We will again use a leaderboard protocol. After the due date, we will calculate the accuracy of your submitted prediction. Then your grade will be decided based on the standing of your submission among all valid ones. Specifically, the top 20% valid submissions will get a score of 10, then the next 20% will get a score of 9, etc. The bottomline score of a valid submission will be 6 (this is by-default. We may choose to curve the scores depend on the performance distribution). However, your submission will be considered invalid and will result in a score lower than the bottomline or of zero if one of the following happens:
The accuracy of your submission is very much close to a trivial baseline performance (e.g., random guessing). The code in your submitted jupyter notebook obviously cannot reproduce your predictions. You haven't submitted the documentation file, so we don't know how your results can be reproduced; or, based on the submitted document, we find factual mistakes of your method that should cause it to not work (e.g., giving random or nonsensical predictions). Your submission has been redflaged by plagarism checking.
Q & A
How many labels are there?
This is a binary classification task. Only two labels are used: 0 and 1, meaning "disabling" and "enabling".
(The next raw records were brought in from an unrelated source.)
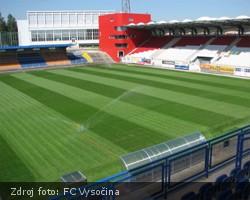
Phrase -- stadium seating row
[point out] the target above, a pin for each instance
(234, 186)
(225, 51)
(38, 59)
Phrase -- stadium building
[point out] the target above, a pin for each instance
(60, 27)
(154, 111)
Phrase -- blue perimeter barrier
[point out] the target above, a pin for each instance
(167, 174)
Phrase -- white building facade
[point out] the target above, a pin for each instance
(60, 27)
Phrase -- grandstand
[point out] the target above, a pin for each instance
(133, 38)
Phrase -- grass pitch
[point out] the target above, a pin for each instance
(57, 121)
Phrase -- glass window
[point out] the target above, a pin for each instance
(40, 19)
(48, 19)
(33, 36)
(65, 35)
(95, 19)
(57, 19)
(89, 34)
(72, 18)
(32, 19)
(88, 19)
(81, 34)
(73, 34)
(57, 35)
(41, 35)
(49, 35)
(95, 34)
(65, 19)
(80, 18)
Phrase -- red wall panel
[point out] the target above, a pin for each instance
(109, 35)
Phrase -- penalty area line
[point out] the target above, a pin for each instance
(100, 146)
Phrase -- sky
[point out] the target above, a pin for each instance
(159, 9)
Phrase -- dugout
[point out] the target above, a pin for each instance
(147, 155)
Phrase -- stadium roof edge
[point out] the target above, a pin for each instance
(212, 22)
(35, 46)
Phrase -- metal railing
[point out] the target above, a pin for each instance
(166, 174)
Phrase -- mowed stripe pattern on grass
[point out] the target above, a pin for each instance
(120, 109)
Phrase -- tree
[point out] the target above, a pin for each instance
(3, 27)
(11, 24)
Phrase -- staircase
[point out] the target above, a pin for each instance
(220, 55)
(171, 43)
(192, 57)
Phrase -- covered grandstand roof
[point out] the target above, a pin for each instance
(35, 46)
(224, 23)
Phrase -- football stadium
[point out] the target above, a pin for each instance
(125, 106)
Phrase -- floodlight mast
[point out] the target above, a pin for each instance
(126, 6)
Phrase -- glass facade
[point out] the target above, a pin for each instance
(64, 35)
(52, 26)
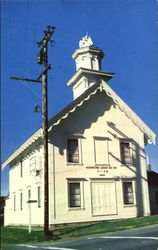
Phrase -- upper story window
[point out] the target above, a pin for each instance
(73, 150)
(74, 194)
(29, 194)
(128, 192)
(21, 201)
(21, 169)
(14, 202)
(125, 152)
(39, 196)
(33, 163)
(156, 197)
(101, 150)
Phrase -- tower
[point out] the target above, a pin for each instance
(88, 56)
(88, 67)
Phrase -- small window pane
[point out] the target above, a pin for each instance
(14, 202)
(74, 195)
(21, 201)
(39, 197)
(73, 151)
(29, 194)
(21, 169)
(125, 152)
(128, 193)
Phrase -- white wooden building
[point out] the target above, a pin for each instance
(97, 163)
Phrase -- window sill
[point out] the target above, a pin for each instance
(127, 164)
(129, 205)
(76, 208)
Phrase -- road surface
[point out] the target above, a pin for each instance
(145, 238)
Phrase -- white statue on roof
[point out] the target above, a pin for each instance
(86, 41)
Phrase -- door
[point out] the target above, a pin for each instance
(103, 198)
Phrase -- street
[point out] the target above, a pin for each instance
(145, 238)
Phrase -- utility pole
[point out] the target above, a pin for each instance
(43, 59)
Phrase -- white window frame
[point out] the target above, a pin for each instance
(134, 198)
(21, 201)
(78, 138)
(29, 194)
(39, 196)
(130, 151)
(14, 202)
(32, 163)
(21, 169)
(81, 182)
(106, 139)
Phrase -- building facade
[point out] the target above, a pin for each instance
(97, 163)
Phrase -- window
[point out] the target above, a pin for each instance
(21, 201)
(72, 150)
(29, 194)
(101, 150)
(74, 194)
(128, 192)
(21, 169)
(156, 197)
(14, 202)
(125, 152)
(38, 196)
(33, 163)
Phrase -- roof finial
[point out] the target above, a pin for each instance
(86, 41)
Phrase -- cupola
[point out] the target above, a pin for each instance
(88, 56)
(88, 67)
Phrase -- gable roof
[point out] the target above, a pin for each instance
(54, 121)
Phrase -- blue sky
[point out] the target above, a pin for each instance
(126, 30)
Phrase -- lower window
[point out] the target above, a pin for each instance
(74, 194)
(128, 192)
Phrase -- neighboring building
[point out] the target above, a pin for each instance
(97, 165)
(153, 191)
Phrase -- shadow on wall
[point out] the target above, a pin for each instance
(137, 154)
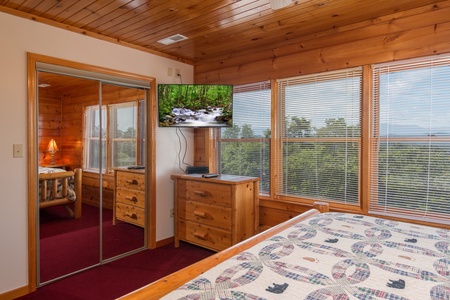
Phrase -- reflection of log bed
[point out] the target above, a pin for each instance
(61, 188)
(327, 255)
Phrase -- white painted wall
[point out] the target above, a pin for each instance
(19, 36)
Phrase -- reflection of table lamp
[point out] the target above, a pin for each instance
(52, 149)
Are the test data from the same distribution of the training/dev data?
Yes, they were splits from the same dataset.
Is the dataset balanced?
How do I know if my method is well-performing or not?
You can try to tell it by the dev set performance.
What’s the evaluation metric?
Can you suggest some methods to try out?
The most well-aligned formulation of this task is NLI. You can definitely train an NLI model from scratch using the training data. Besides, those are some directions you can consider: Fine-tuning a pre-trained NLI model. Fine-tuning a QA model (and treat this task as a binary QA task). Fine-tuning a pre-trained LM as Next Sentence Prediction (NSP). Generative data augmentation. Incorporating external knowledge (e.g., from a knowledge base like conceptnet). etc.
Is there a single best solution?
Again, this assignment is an open-ended problem. So there is hardly a single best solution (don’t ever try to ask TAs about it: they do not know it either).